There is no feature gap between the pandas backend and our default DuckDB backend"
There is an important feature gap, pandas has all the users and no one knows you guys. Was trying to pitch this to my company but I guess its goodbye Ibis and thanks for all the fish.
were you using the pandas backend in Ibis and pitching that to your company? you'd have much better performance and efficiency using the default backend, even if you used pandas for data input and output (though the DuckDB data readers are generally more efficient too). I'd be happy to help you on the pitch!
and if you were using the pandas backend or know of many users doing so, please reach out! we love feedback from our users and would be sad to see y'all go, we're open to reconsidering any decisions based on feedback
Yes I agree and have tested it, my point is that marketing wise it is a shame. I will even think that when looking into new tooling "pandae" compatibility as a search term and incentive would be far ahead the word "dataframe"
you could completely respect the decision to deprecate some support, but the marketing speak comes across distasteful.
from a user's perspective, selecting a tool should be about what's "best" for you and not what is the "best" out there (from some arbitrary measure nonetheless).
pandas made sense and might still make sense for many, especially who are migrating from R and are already comfortable with dataframe paradigm. using the same paradigm and just saying "we run faster" does not solve the ergonomics or the reason why people adopted this way of processing data.
there are plenty players in the space going about this from the stack. would be nice to see more discussion on alternative generic data processing paradigms instead.
this is a blog for the Ibis project, directly from one of the main developers/maintainers of the project, about deprecating two (of 20+) backends the project supports and giving the justification
as a project, we're big on using the right tool for the job -- of course we often think that's Ibis. a lot of effort has been put into the ergonomics, taking learnings from pandas and dplyr and SQL and various other Python data projects the team has been instrumental in. if you weren't aware, the creator of pandas also created Ibis and the current lead developer (Phillip Cloud) was also very involved in pandas. we have plenty of other blogs and things on the documentation about the project's ergonomics and thoughts on data processing paradigms
this specific blog isn't intended as "marketing speak" or to somehow be distasteful, it's intended to inform the Ibis community that we're deprecating a backend and justifying why
Pandas support as input and output isn't going anywhere. People can continue to bring their pandas DataFrames to Ibis and run Ibis expressions against them.
> pandas made sense and might still make sense for many, especially who are migrating from R and are already comfortable with dataframe paradigm.

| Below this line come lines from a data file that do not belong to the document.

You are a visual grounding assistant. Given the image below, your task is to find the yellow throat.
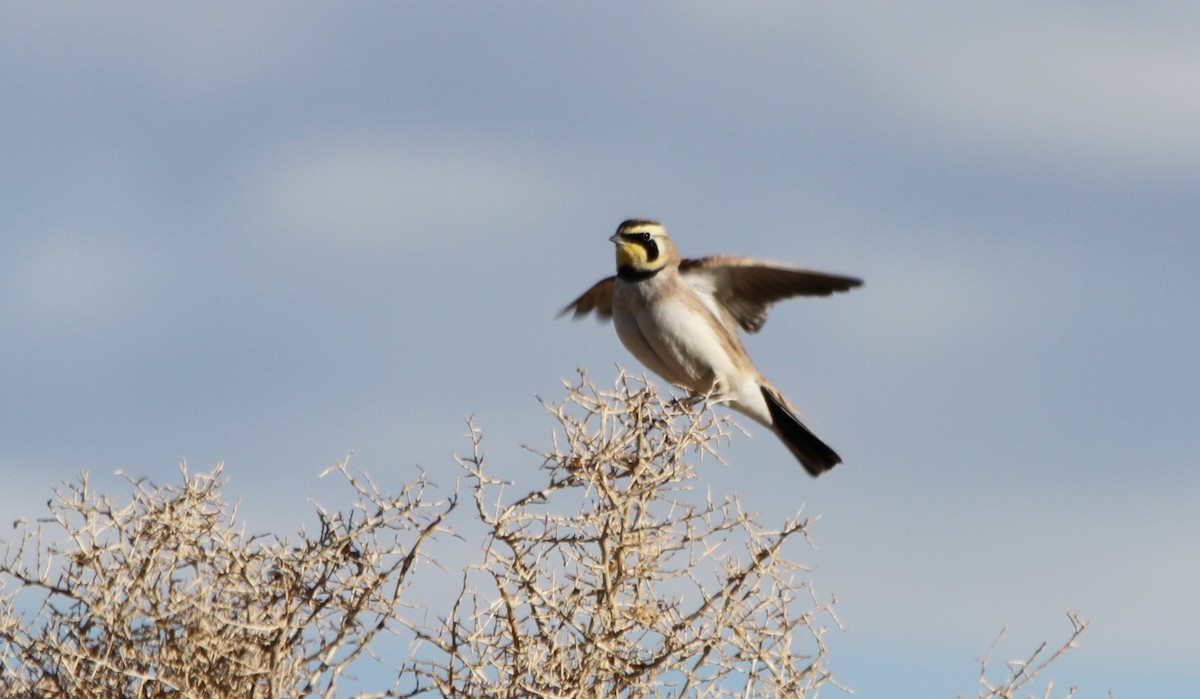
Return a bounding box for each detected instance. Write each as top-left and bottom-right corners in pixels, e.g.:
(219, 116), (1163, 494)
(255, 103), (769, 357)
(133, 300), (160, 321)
(615, 239), (652, 270)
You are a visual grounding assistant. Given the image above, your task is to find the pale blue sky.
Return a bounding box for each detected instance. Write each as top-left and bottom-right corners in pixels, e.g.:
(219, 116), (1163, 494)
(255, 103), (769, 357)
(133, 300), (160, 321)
(2, 3), (1198, 696)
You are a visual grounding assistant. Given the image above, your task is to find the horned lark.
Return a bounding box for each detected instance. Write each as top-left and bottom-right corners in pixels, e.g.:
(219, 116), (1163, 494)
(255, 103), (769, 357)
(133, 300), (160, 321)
(561, 219), (861, 476)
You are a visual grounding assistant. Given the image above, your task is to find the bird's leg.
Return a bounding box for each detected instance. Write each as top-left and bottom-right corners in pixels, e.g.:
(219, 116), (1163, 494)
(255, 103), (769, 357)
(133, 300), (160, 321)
(671, 376), (731, 412)
(667, 375), (731, 412)
(671, 393), (706, 409)
(703, 374), (735, 407)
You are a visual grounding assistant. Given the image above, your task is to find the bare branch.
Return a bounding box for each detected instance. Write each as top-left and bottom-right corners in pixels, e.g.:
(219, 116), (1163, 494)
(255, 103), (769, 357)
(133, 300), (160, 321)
(404, 370), (839, 698)
(0, 459), (453, 698)
(969, 612), (1089, 699)
(0, 368), (1089, 698)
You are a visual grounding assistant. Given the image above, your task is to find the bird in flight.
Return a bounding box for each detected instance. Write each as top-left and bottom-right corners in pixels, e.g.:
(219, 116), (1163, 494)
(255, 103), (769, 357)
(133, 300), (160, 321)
(561, 219), (861, 476)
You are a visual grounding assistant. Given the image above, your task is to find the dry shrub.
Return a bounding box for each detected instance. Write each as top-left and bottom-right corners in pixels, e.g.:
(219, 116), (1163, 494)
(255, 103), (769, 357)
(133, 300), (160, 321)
(0, 463), (453, 698)
(969, 613), (1090, 699)
(402, 371), (844, 697)
(0, 370), (1087, 698)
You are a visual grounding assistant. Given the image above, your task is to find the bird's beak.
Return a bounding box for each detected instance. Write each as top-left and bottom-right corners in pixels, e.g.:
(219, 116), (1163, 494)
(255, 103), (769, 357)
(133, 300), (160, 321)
(608, 233), (622, 244)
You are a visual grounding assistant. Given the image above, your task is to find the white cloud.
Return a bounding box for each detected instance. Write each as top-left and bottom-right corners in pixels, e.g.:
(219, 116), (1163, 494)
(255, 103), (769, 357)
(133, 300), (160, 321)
(885, 19), (1200, 172)
(1, 231), (168, 350)
(237, 130), (571, 249)
(680, 2), (1200, 174)
(0, 3), (326, 104)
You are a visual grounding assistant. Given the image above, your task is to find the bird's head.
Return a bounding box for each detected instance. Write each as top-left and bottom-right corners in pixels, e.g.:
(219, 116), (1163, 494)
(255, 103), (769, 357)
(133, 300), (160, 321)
(609, 219), (677, 279)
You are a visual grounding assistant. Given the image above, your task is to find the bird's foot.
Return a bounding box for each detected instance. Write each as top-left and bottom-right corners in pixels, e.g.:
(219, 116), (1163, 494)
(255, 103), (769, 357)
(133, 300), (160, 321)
(669, 394), (706, 410)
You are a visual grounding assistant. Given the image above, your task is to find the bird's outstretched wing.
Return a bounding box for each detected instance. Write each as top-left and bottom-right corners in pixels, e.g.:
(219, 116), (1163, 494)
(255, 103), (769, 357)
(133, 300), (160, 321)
(559, 276), (616, 320)
(680, 256), (862, 333)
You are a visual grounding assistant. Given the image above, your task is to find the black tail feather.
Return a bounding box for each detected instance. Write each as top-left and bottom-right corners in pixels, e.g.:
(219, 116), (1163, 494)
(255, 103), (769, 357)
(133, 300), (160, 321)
(760, 385), (842, 477)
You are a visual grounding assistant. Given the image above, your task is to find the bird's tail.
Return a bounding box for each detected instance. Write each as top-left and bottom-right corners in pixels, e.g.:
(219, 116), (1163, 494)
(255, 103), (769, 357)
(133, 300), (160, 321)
(760, 384), (842, 477)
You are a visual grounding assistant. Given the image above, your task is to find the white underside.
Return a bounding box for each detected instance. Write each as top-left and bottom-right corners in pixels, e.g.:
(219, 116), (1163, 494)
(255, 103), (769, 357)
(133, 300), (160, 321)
(612, 273), (772, 426)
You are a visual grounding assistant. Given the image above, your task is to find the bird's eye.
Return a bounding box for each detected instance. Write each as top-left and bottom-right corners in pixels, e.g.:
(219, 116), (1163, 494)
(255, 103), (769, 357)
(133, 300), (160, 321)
(640, 232), (652, 242)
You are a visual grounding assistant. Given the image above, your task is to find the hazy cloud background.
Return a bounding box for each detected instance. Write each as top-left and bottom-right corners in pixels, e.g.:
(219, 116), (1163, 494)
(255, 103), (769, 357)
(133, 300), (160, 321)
(2, 3), (1197, 695)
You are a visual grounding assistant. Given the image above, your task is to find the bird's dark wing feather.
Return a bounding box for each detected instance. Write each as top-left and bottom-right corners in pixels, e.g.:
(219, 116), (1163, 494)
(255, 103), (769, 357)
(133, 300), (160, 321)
(680, 256), (862, 333)
(559, 276), (616, 320)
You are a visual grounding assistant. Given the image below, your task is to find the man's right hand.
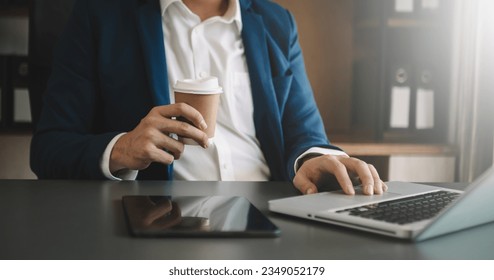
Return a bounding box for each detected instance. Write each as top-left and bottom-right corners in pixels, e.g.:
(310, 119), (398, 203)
(109, 103), (209, 174)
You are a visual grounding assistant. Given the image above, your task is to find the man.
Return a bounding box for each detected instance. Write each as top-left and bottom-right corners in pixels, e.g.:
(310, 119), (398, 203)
(30, 0), (386, 195)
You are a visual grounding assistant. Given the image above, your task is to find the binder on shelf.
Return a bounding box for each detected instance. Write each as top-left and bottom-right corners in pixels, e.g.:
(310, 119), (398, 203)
(389, 64), (412, 129)
(416, 87), (434, 129)
(394, 0), (414, 13)
(417, 0), (442, 19)
(352, 0), (453, 143)
(415, 68), (435, 130)
(10, 55), (31, 125)
(390, 85), (411, 128)
(399, 0), (444, 16)
(421, 0), (440, 11)
(0, 56), (5, 126)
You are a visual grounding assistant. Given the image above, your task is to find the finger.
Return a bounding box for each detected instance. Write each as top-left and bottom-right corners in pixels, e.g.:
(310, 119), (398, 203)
(324, 156), (355, 195)
(382, 181), (389, 192)
(155, 103), (208, 131)
(340, 157), (374, 195)
(293, 172), (318, 195)
(169, 201), (182, 223)
(145, 198), (173, 222)
(153, 201), (183, 229)
(145, 116), (208, 148)
(140, 128), (185, 160)
(147, 146), (175, 166)
(368, 164), (383, 194)
(154, 132), (185, 160)
(168, 119), (209, 148)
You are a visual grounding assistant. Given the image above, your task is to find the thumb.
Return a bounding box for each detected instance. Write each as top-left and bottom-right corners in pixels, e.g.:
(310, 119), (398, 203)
(293, 173), (318, 195)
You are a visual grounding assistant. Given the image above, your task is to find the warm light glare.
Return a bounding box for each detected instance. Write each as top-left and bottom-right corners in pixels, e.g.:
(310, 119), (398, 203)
(481, 0), (494, 44)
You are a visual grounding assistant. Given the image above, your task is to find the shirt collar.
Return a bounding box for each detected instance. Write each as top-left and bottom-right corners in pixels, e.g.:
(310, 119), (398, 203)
(160, 0), (243, 32)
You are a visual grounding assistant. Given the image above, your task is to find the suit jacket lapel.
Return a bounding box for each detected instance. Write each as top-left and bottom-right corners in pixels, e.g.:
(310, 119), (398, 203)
(240, 0), (285, 179)
(135, 0), (170, 106)
(135, 0), (173, 180)
(240, 0), (280, 123)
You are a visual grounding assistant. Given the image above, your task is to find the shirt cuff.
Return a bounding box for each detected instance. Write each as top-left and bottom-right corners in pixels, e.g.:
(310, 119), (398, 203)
(294, 147), (349, 174)
(100, 133), (139, 181)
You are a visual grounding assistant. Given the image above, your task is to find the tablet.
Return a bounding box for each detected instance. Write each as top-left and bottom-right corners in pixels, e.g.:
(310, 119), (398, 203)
(122, 196), (280, 237)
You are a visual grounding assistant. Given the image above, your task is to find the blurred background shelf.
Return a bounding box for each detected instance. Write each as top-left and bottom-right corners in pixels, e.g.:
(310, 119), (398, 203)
(0, 6), (28, 17)
(334, 142), (455, 157)
(330, 142), (456, 182)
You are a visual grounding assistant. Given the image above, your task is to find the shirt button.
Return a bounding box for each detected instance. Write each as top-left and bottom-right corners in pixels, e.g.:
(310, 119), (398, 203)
(199, 71), (208, 78)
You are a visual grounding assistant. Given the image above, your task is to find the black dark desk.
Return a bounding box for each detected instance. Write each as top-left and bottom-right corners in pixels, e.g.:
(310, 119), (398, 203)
(0, 180), (493, 259)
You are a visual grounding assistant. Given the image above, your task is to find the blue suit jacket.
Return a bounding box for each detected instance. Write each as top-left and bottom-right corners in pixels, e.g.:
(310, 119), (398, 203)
(30, 0), (340, 180)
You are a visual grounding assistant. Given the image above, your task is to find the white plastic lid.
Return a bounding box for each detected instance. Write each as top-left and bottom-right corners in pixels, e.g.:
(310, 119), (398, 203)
(174, 76), (223, 94)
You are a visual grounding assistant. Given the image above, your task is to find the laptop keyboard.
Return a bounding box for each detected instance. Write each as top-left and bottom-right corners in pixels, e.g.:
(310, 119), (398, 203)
(336, 191), (461, 225)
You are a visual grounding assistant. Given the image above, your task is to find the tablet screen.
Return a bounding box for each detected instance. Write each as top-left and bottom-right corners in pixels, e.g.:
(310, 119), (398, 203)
(122, 196), (280, 237)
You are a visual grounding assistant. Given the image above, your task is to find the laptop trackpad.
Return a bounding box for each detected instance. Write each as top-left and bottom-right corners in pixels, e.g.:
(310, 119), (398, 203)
(314, 182), (439, 210)
(323, 189), (402, 206)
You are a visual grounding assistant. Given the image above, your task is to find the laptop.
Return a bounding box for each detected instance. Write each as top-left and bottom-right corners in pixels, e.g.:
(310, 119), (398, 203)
(269, 167), (494, 241)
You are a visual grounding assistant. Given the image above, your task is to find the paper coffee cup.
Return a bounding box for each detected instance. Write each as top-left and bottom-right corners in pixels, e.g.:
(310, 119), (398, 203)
(174, 77), (223, 145)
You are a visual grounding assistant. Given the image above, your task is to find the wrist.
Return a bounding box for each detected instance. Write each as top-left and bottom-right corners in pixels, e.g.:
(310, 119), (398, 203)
(109, 134), (129, 174)
(298, 154), (320, 169)
(294, 147), (349, 176)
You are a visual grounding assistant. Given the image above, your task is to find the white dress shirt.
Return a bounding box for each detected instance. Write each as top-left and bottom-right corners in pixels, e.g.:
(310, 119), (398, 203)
(100, 0), (346, 181)
(162, 0), (270, 181)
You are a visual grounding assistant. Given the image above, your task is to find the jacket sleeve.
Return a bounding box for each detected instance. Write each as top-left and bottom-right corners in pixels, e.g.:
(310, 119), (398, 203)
(280, 10), (343, 180)
(30, 0), (119, 179)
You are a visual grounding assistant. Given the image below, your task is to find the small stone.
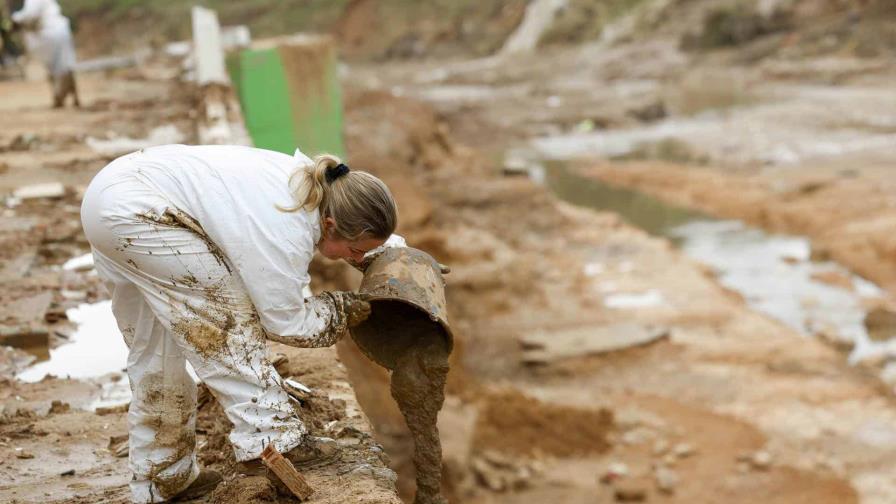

Yes, and nothing is different about the paradigm after the changes outlined in the blog post, it's still a dataframe paradigm.
> using the same paradigm and just saying "we run faster" does not solve the ergonomics or the reason why people adopted this way of processing data.
This seems to indicate you _do_ understand that the paradigm isn't changing but then does a complete 180 into complaining about Ibis not solving pandas ergonomics issues. Which is it?
That’s actually less true than it sounds. One of the primary functions of NaN is to be the result of 0/0, so there it means that there could be a value but we don’t know what it is because we didn’t take the limit properly. One of the primary functions of NULL is to say that a tuple satisfies a predicate except we don’t know what this one position is—it’s certainly is something out in the real world, we just don’t know what. These ideas are what motivates the comparison shenanigans both NaN and NULL are known for.
There’s certainly an argument to be made that the actual implementation of both of these ideas is half-baked in the respective standards, and that they are half-baked differently so we shouldn’t confuse them. But I don’t think it’s fair to say that they are just completely unrelated. If anything, it’s Python’s None that’s doesn’t belong.